Peace Through Perspective
I can’t tell his story. But I can change mine.
Man looks at the outward appearance, but the Lord looks at the heart. 1 Samuel 16:7
What I knew about my dad was that he was a master sergeant in the Marines. He trained paratroopers. He was injured on a jump when one of the lines sliced him, leaving a scar across his abdomen. Although he never identified himself as an alcoholic, I know he drank a lot, and when he drank, he got drunk. And when he was drunk, he was often mean and violent. That’s what I experienced growing up. There were times when he wasn’t like that. But there were many times when he was. He was estranged from his biological children, and I believe he carried resentment from that into our home. For most of my life, that’s the story I told myself about him.

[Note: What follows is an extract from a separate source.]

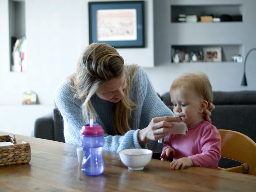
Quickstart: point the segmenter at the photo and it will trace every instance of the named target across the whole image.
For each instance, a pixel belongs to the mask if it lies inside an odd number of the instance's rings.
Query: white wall
[[[53,104],[56,88],[75,72],[79,55],[89,44],[88,1],[26,0],[28,70],[17,73],[9,71],[8,0],[0,1],[0,26],[4,29],[0,32],[0,105],[20,104],[21,94],[29,90],[37,94],[40,104]],[[145,3],[146,47],[118,51],[126,63],[152,67],[153,0]]]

As I’ve gone through recovery, I’ve started to see how much of that experience shaped me. He demanded things be done right. Not just done, but done perfectly. I remember washing his diesel truck and missing a few spots on the grill. He inspected my work and instead of having me fix that one area, I had to wash the entire rig again. Hours of work, over something small. The same thing happened with mowing the lawn. It had to be cross cut, then diagonal cut. It had to be done a certain way, and if it wasn’t right, I had to start over. That mindset stayed with me. I learned to strive for perfection. I learned that getting it wrong meant starting over. And while that shows up today in doing things well, it also shows up as pressure and an impossible standard I can’t always meet. I have learned those were unrealistic expectations.
After I got into recovery and started working through the steps my sponsor pointed out something I didn’t want to see or admit. He said that I seemed to have a hatred for my dad. I denied it. I was a Christian and I didn’t have hate in my heart for anybody. But as I worked through the steps, I found that there was hatred in my heart for him. My sponsor suggested I do a fourth step just on my dad. So I did. It was a very long fourth step. It took me months.
In doing that, I realized something that changed everything for me. I cannot tell my dad’s story. Outside of what I experienced, I knew very little about him. That helped me begin to see him as a person instead of a monster. I’m not excusing what he did. But when I started to understand there was more to him than what I saw, I began to develop compassion for him. I just wish I had come to that place before he passed.
Recovery has given me a way to make amends to him even though he’s no longer here. I make a living amends by changing how I live. By letting go of the resentment. By choosing to see the good in him and not defining him by his struggle with alcohol. By accepting him as my dad, the man who raised me. Most of my life I called him my stepdad. I kept that distance. Today, I call him my dad. I love him for who he was, not what I wished him to be. And there is a peace in that I can’t fully explain. That is the gift of recovery for me.
Prayer
Father, help me to be honest about what’s in my heart. Give me the courage and strength to let go of the resentments and pain I’ve carried, and help me offer forgiveness instead. Thank You for the healing and peace that comes with that. Amen.